Genel Merkez ve bütün illerde seçim koordinasyon merkezleri kurduk. Demokratik olarak ne gerekiyorsa yapacağız, pabuç bırakmayacağız. Demokrasi kolay elde edilen bir şey değildir. Gerekirse bedel ödeyeceğiz. 81 milyon insanımız çocuklarına demokrasiyi miras olarak bırakmak zorundayız. Asla asla geri adım atmayacağız. Batı'daki en ileri bütün demokratik kuralları ülkemize getireceğiz.
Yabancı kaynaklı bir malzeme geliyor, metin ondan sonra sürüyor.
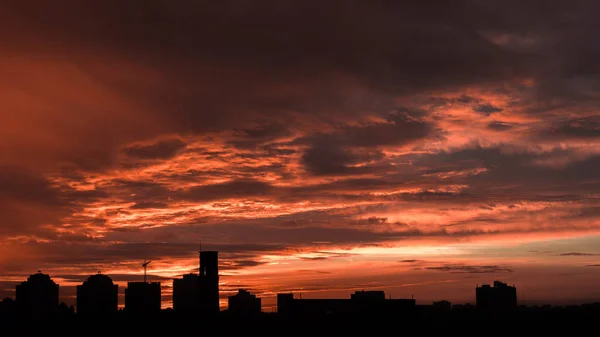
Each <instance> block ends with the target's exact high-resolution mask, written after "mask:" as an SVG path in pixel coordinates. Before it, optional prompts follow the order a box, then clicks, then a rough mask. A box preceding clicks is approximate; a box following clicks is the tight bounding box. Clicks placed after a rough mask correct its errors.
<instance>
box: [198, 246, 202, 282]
mask: <svg viewBox="0 0 600 337" xmlns="http://www.w3.org/2000/svg"><path fill="white" fill-rule="evenodd" d="M201 253H202V240H200V245H199V247H198V275H200V276H202V261H201V257H200V255H202V254H201Z"/></svg>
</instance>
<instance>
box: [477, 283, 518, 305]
mask: <svg viewBox="0 0 600 337" xmlns="http://www.w3.org/2000/svg"><path fill="white" fill-rule="evenodd" d="M475 295H476V304H475V306H476V307H477V308H478V309H513V308H516V307H517V288H515V287H514V286H509V285H507V284H506V283H503V282H500V281H494V286H493V287H492V286H490V285H489V284H484V285H482V286H481V287H477V288H476V289H475Z"/></svg>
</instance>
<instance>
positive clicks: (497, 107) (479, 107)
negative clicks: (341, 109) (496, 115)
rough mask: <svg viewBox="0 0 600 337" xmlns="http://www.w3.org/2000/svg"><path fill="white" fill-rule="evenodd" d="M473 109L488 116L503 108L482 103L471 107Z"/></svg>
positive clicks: (473, 109)
mask: <svg viewBox="0 0 600 337" xmlns="http://www.w3.org/2000/svg"><path fill="white" fill-rule="evenodd" d="M473 110H475V111H477V112H481V113H482V114H484V115H487V116H489V115H491V114H493V113H494V112H500V111H502V110H504V109H502V108H499V107H497V106H494V105H492V104H490V103H484V104H479V105H476V106H475V107H473Z"/></svg>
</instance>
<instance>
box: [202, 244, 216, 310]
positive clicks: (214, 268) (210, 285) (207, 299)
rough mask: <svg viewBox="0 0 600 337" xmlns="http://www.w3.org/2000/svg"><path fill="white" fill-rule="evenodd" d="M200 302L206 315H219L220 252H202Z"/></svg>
mask: <svg viewBox="0 0 600 337" xmlns="http://www.w3.org/2000/svg"><path fill="white" fill-rule="evenodd" d="M199 276H200V279H199V280H200V302H201V305H200V306H201V310H202V311H203V312H204V313H218V312H219V311H220V308H219V307H220V306H219V252H216V251H201V252H200V275H199Z"/></svg>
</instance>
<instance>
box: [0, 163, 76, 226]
mask: <svg viewBox="0 0 600 337" xmlns="http://www.w3.org/2000/svg"><path fill="white" fill-rule="evenodd" d="M70 196H71V197H73V196H75V195H74V194H70ZM79 197H82V198H84V197H85V196H84V195H83V194H81V195H79ZM69 206H70V202H69V201H68V200H67V198H66V196H65V195H64V194H63V193H62V191H61V189H60V188H59V187H58V186H55V185H54V184H52V182H50V181H49V180H48V179H46V178H45V177H43V176H42V175H40V174H38V173H36V172H34V171H31V170H28V169H27V168H23V167H6V166H4V167H0V223H1V224H2V225H0V232H3V233H4V234H22V233H30V232H31V231H32V230H34V229H35V228H37V227H38V226H40V225H43V224H48V223H58V222H60V220H61V219H62V218H63V217H66V216H68V215H69V214H70V213H71V211H70V208H69Z"/></svg>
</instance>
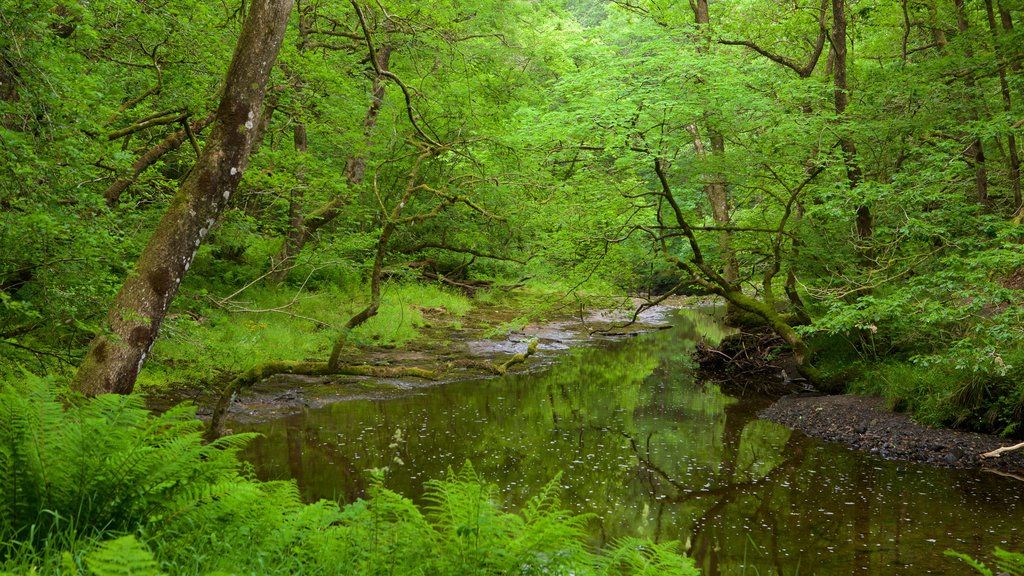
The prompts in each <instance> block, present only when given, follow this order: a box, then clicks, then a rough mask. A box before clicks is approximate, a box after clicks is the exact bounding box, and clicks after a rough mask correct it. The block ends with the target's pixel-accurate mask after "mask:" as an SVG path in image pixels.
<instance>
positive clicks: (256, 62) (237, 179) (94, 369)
mask: <svg viewBox="0 0 1024 576" xmlns="http://www.w3.org/2000/svg"><path fill="white" fill-rule="evenodd" d="M291 8H292V0H253V2H251V4H250V9H249V13H248V14H247V16H246V20H245V24H244V25H243V28H242V33H241V35H240V37H239V41H238V44H237V45H236V48H234V54H233V56H232V57H231V64H230V66H229V67H228V70H227V76H226V78H225V83H224V91H223V95H222V97H221V100H220V106H219V108H218V109H217V113H216V119H215V120H214V127H213V129H212V131H211V134H210V138H209V140H208V141H207V145H206V149H205V150H204V151H203V154H202V156H201V157H200V158H199V160H198V162H197V163H196V166H195V167H194V168H193V170H191V172H190V173H189V174H188V176H187V177H186V178H185V181H184V182H183V183H182V184H181V189H180V190H179V191H178V193H177V195H175V197H174V199H173V200H172V201H171V205H170V207H169V208H168V209H167V212H166V213H165V214H164V216H163V218H162V219H161V220H160V223H159V224H158V225H157V230H156V231H155V232H154V234H153V236H152V237H151V238H150V241H148V243H147V244H146V246H145V248H144V249H143V251H142V254H141V255H140V256H139V259H138V261H137V262H136V264H135V269H134V271H132V273H130V274H129V276H128V278H127V279H125V282H124V284H123V285H122V287H121V290H120V291H119V292H118V295H117V297H116V298H115V300H114V303H113V304H112V305H111V308H110V311H109V313H108V316H106V325H105V327H104V331H103V332H101V333H100V334H98V335H96V337H95V338H93V340H92V343H91V344H90V345H89V351H88V353H87V355H86V357H85V360H84V361H83V363H82V365H81V367H80V368H79V370H78V373H77V374H76V376H75V379H74V381H73V384H72V385H73V387H74V388H75V389H77V390H79V392H82V393H83V394H86V395H88V396H94V395H97V394H102V393H118V394H130V393H131V392H132V389H133V388H134V386H135V380H136V378H137V377H138V373H139V370H141V368H142V364H143V362H145V357H146V355H147V354H148V352H150V348H151V347H152V346H153V343H154V341H155V340H156V338H157V333H158V332H159V330H160V325H161V323H162V322H163V320H164V316H165V315H166V314H167V310H168V307H169V306H170V303H171V300H172V299H173V298H174V295H175V293H176V292H177V289H178V286H179V285H180V284H181V280H182V278H184V275H185V273H186V272H187V271H188V266H189V265H190V264H191V261H193V258H194V257H195V256H196V252H197V250H199V247H200V245H201V244H202V242H203V239H204V238H205V237H206V235H207V234H208V233H209V232H210V229H211V228H213V225H214V224H215V223H216V222H217V218H218V217H219V216H220V213H221V212H222V211H223V209H224V207H225V206H226V205H227V202H228V201H229V200H230V197H231V194H232V193H233V192H234V190H236V189H237V187H238V184H239V182H240V180H241V179H242V174H243V172H244V171H245V169H246V165H247V164H248V160H249V152H250V150H251V148H252V145H253V141H254V137H253V136H254V133H255V130H253V128H254V127H255V126H256V125H258V124H259V121H260V114H261V108H262V102H263V96H264V93H265V91H266V83H267V79H268V78H269V75H270V69H271V68H272V67H273V64H274V60H275V59H276V57H278V51H279V49H280V48H281V43H282V40H283V38H284V35H285V28H286V27H287V25H288V18H289V14H290V12H291Z"/></svg>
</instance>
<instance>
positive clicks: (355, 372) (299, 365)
mask: <svg viewBox="0 0 1024 576" xmlns="http://www.w3.org/2000/svg"><path fill="white" fill-rule="evenodd" d="M278 374H300V375H303V376H335V375H343V376H373V377H376V378H403V377H415V378H423V379H425V380H436V379H437V373H436V372H435V371H433V370H426V369H424V368H415V367H413V368H404V367H392V366H370V365H367V364H358V365H350V366H339V367H337V368H331V366H330V364H329V363H327V362H292V361H278V362H268V363H266V364H261V365H259V366H256V367H254V368H250V369H249V370H246V371H245V372H243V373H241V374H239V375H238V376H236V377H234V379H233V380H231V381H230V383H228V384H227V386H225V387H224V390H223V392H221V393H220V398H219V399H218V400H217V405H216V406H215V407H214V409H213V413H212V414H211V417H210V425H209V427H207V430H206V439H207V440H208V441H212V440H215V439H217V438H219V437H221V436H223V434H224V430H223V419H224V414H225V413H227V408H228V407H229V406H230V405H231V402H233V401H234V399H236V398H237V397H238V395H239V393H240V392H242V390H243V389H245V388H248V387H251V386H252V385H253V384H256V383H258V382H261V381H263V380H265V379H267V378H269V377H270V376H276V375H278Z"/></svg>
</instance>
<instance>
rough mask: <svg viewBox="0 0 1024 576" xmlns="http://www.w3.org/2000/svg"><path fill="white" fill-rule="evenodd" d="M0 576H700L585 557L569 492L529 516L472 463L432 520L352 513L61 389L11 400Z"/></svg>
mask: <svg viewBox="0 0 1024 576" xmlns="http://www.w3.org/2000/svg"><path fill="white" fill-rule="evenodd" d="M0 405H2V414H0V416H2V419H0V541H3V542H5V544H3V545H2V546H0V570H8V571H11V572H14V573H24V572H35V573H41V574H96V575H120V574H154V575H155V574H161V573H169V574H211V573H223V574H297V573H325V574H353V575H355V574H359V575H361V574H437V575H442V576H443V575H449V574H451V575H457V574H523V575H526V574H608V575H617V574H623V575H625V574H684V575H686V574H696V573H697V572H696V570H695V569H694V568H693V564H692V562H691V561H690V560H688V559H686V558H684V557H681V556H679V554H677V553H676V551H675V544H673V543H667V544H656V545H655V544H652V543H649V542H646V541H641V540H633V539H629V540H625V541H622V542H620V543H617V544H616V545H615V546H613V547H612V548H611V549H610V550H607V551H606V552H600V551H594V550H591V549H589V548H588V547H587V546H586V545H585V544H584V540H585V533H584V525H585V523H586V521H587V518H586V517H581V516H574V515H571V513H569V512H567V511H565V510H564V509H563V508H562V507H561V503H560V501H559V499H558V495H557V485H558V483H557V480H558V479H555V480H554V481H552V482H551V483H550V484H549V485H548V486H547V487H546V488H544V489H543V490H541V492H540V494H538V495H537V496H536V497H535V498H534V499H532V500H530V501H529V502H528V503H527V505H526V506H525V507H524V509H523V510H522V511H521V512H520V513H510V512H507V511H504V510H503V509H502V506H501V502H500V500H499V498H498V491H497V489H496V488H495V487H494V486H492V485H488V484H486V483H484V482H482V481H481V479H479V478H478V477H477V475H476V472H475V471H474V470H473V467H472V466H471V465H469V464H468V463H467V464H466V465H464V466H463V468H462V469H461V470H459V471H458V472H456V471H453V470H450V471H449V474H447V477H446V478H445V479H443V480H437V481H432V482H430V483H429V484H428V489H427V496H426V499H427V501H428V502H429V504H428V505H427V506H426V507H425V509H424V510H421V509H420V508H419V507H417V506H416V505H415V504H414V503H413V502H412V501H411V500H409V499H408V498H406V497H403V496H401V495H399V494H397V493H395V492H392V491H390V490H388V489H386V488H385V487H384V486H383V472H382V471H379V472H377V474H375V475H374V477H373V482H372V483H371V484H372V489H371V492H370V496H369V498H368V499H366V500H359V501H357V502H354V503H351V504H348V505H346V506H344V507H342V506H339V505H338V504H337V503H336V502H331V501H319V502H315V503H312V504H304V503H302V502H301V501H300V498H299V494H298V490H297V489H296V486H295V484H294V483H292V482H269V483H263V482H258V481H256V480H254V479H252V478H251V477H250V476H247V474H246V466H245V465H244V464H242V463H241V462H240V461H239V460H238V457H237V451H238V449H239V448H240V447H242V446H243V445H244V444H245V442H246V441H248V440H249V438H251V437H250V436H234V437H227V438H224V439H222V440H219V441H217V442H215V443H213V444H210V445H206V446H204V445H203V444H202V442H201V439H200V431H201V427H202V425H201V423H200V422H199V421H197V420H196V419H195V411H194V409H193V408H191V407H189V406H179V407H177V408H174V409H172V410H170V411H168V412H166V413H164V414H162V415H153V414H150V413H148V412H147V411H145V410H144V409H143V407H142V402H141V399H140V398H139V397H137V396H131V397H120V396H102V397H98V398H96V399H92V400H76V401H74V402H72V403H71V405H70V406H68V407H66V406H63V405H62V404H61V403H60V402H59V401H58V399H57V395H56V393H55V387H54V385H53V384H52V383H51V382H47V381H44V380H40V379H38V378H32V377H27V378H25V379H24V380H22V381H19V382H15V383H6V384H4V385H3V386H2V389H0Z"/></svg>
Erdoğan ne derse desin kaybedeceğini gösteriyor. Kısır tartışmalara girmeyeceğim. Bu ülkenin insanlarına umut vaat ediyorum. Ortadoğu'yu barış havzasına çevireveğiz. Özgüveni varsa yürekli adamsa oturur tartışırız. Neden arkamdan konuşuyor, bakalım kimin ufku daha geniş? Biz cumhurbaşkanı 81 milyonu kucaklasın, parti başkanı olmasın istiyoruz. Biz cumhurbaşkanının saygınlığı olsun istiyoruz. Bir cumhurbaşkanı 24 saat konuşmaz, o başka bir şeydir. Dua edelim bana Erdoğan demedi. Hiçbir zaman demokrasiden vazgeçmeyiz. Bizim davamız demokrasidir. Erdoğan bunu diyebiliyor mu? Onun davası tek adam davası. Biz tüm kurullara demokrasi getireceğiz diyoruz.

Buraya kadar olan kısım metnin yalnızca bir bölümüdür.